HR Needs to Paint a New Picture of Itself

Hasn’t HR suffered enough? At a time when major organizational initiatives in performance management and talent management should be giving human resources managers a big boost in respect and organizational influence, most executives continue to view HR as utterly nonstrategic and the last place they want to end up. Fast Company’s cover story “Why We Hate HR” was bad enough, but today comes another indignity.

At Christie’s auction house in New York a painting by Lucien Freud will go up for auction. It is of a rather Rubenesque nude woman asleep on a couch. It is expected to fetch the highest price ever for any living artist. Its title: “Benefits Supervisor Sleeping.” That is not the image the HR function needs!

So what’s the solution? How can HR practitioners elevate the strategic importance of the function and attract the best talent to this incredibly important field? HR isn’t about paperwork and summer outings. It’s about the acquisition, development, and measurement of talent. It’s a deeply strategic field with the power to make tangible and lasting effects on the organization.

In the hands of the right people, HR would not be a career dead-end; it could be the new road to the top. It’s a sad state of affairs that crunching data and managing outsourcers are considered better career tracks for aspiring leaders than creating and executing people strategies — but that appears to be the case.

Even though I’m not in the field, I’m fed up for my HR brethren. HR is a critical player in executing a company’s larger talent management strategies – something lost, it seems, on too many companies. After all, what moves the organization? Its people.

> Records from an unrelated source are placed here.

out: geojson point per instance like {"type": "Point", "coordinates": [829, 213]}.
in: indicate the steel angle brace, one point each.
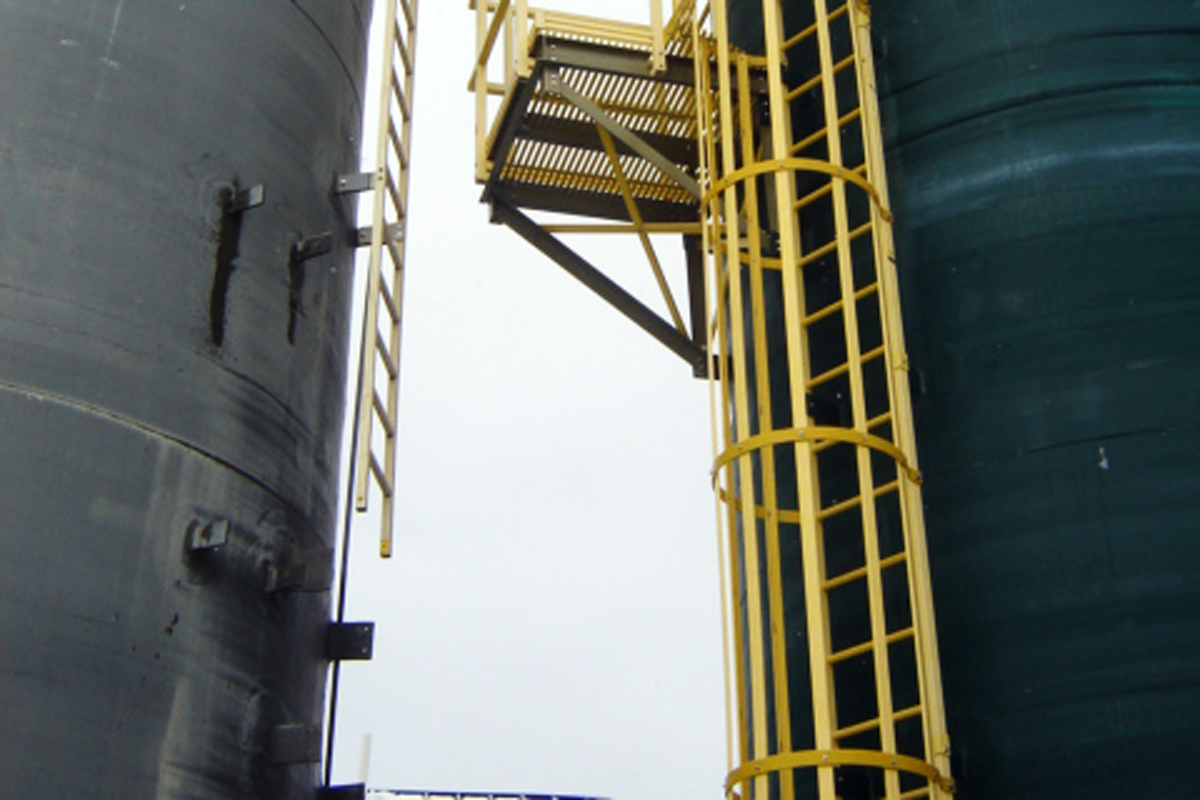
{"type": "Point", "coordinates": [581, 269]}
{"type": "Point", "coordinates": [556, 85]}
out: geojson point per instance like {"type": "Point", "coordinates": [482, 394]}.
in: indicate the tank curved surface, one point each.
{"type": "Point", "coordinates": [1044, 167]}
{"type": "Point", "coordinates": [172, 382]}
{"type": "Point", "coordinates": [1045, 175]}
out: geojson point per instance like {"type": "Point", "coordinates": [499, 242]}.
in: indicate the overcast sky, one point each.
{"type": "Point", "coordinates": [551, 619]}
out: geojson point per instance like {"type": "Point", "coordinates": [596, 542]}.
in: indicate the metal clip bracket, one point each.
{"type": "Point", "coordinates": [349, 641]}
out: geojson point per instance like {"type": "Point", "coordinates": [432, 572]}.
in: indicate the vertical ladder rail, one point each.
{"type": "Point", "coordinates": [378, 402]}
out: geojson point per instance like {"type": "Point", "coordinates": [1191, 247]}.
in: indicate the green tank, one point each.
{"type": "Point", "coordinates": [1044, 168]}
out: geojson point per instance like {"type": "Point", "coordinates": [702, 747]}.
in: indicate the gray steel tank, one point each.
{"type": "Point", "coordinates": [172, 374]}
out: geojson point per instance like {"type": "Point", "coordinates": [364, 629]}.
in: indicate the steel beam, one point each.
{"type": "Point", "coordinates": [581, 269]}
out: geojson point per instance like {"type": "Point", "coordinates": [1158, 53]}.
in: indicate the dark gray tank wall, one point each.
{"type": "Point", "coordinates": [166, 366]}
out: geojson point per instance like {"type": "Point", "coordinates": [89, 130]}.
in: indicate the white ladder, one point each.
{"type": "Point", "coordinates": [375, 446]}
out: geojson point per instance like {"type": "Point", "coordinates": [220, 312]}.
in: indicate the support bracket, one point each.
{"type": "Point", "coordinates": [349, 792]}
{"type": "Point", "coordinates": [556, 85]}
{"type": "Point", "coordinates": [297, 743]}
{"type": "Point", "coordinates": [582, 270]}
{"type": "Point", "coordinates": [354, 184]}
{"type": "Point", "coordinates": [349, 641]}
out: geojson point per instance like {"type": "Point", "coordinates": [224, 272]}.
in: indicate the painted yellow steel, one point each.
{"type": "Point", "coordinates": [766, 167]}
{"type": "Point", "coordinates": [640, 228]}
{"type": "Point", "coordinates": [379, 392]}
{"type": "Point", "coordinates": [832, 758]}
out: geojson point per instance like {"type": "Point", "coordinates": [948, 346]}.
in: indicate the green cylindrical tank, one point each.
{"type": "Point", "coordinates": [1044, 167]}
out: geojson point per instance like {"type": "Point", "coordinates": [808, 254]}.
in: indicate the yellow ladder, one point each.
{"type": "Point", "coordinates": [835, 673]}
{"type": "Point", "coordinates": [379, 390]}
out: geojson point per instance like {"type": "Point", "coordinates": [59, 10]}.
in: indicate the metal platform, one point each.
{"type": "Point", "coordinates": [567, 79]}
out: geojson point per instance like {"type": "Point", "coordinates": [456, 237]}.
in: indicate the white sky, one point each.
{"type": "Point", "coordinates": [551, 619]}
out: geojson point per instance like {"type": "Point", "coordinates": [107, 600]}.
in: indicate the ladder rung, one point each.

Recruiting the best and the brightest talent, implementing strategies to get the most out of them, guiding the development of top performers, addressing weak links, measuring the value people deliver to the organization. What could possibly be more important?

Apparently everything else — at least if you judge by the career tracks and opinions of most executives. So where does HR stand in your organization? Is it a disrespected function or can it be rehabilitated? Is it even possible to move HR out of the wings and onto center stage? If so, how?